O texto que se segue vem a propósito da notícia, de ontem e hoje, timidamente destacada, em meio de comunicação social (RTP 1 e 2), sobre o tráfico de órgãos nos EUA. Mas, convém lembrar que, o tráfico de órgãos acontece a nível mundial, em variados países, pecando a notícia pelo seu cariz redutor.

A pesquisa biomédica, seja clínica (com finalidades de diagnóstico ou de terapêutica de um paciente) ou não clínica (com finalidades puramente científicas, sem qualquer função de diagnóstico ou de terapêutica), visando promover o bem-estar do ser humano e uma progressiva melhoria da qualidade de vida – ou seja, prosseguindo um interesse da colectividade - vai sendo objecto de regulamentação diversa pela necessidade de “proteger a dignidade humana e a identidade”, bem como pela exigência de “garantir o respeito pela integridade e outros direitos e liberdades fundamentais” do ser humano.
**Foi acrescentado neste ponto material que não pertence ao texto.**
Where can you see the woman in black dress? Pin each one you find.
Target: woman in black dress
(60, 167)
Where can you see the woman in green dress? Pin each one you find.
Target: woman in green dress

Face à necessidade de incentivar e acompanhar os avanços da ciência médica, vários “diplomas” (uns com eficácia jurídica, outros sem ela, mas todos procurando uniformizar uma série de princípios a respeitar, bem como salvaguardar um mínimo de regras ou códigos de conduta), provenientes das mais diversas instituições internacionais (v.g. Nações Unidas, Organização Mundial de Saúde, Conselho da Europa, União Europeia), têm procurado estabelecer uma série de directrizes relativas a aspectos específicos e gerais da biomedicina. Isto porque também estão em causa, entre outros, princípios éticos, questões socio-culturais, filosóficas e outros interesses e valores que se prendem, designadamente, com convicções religiosas.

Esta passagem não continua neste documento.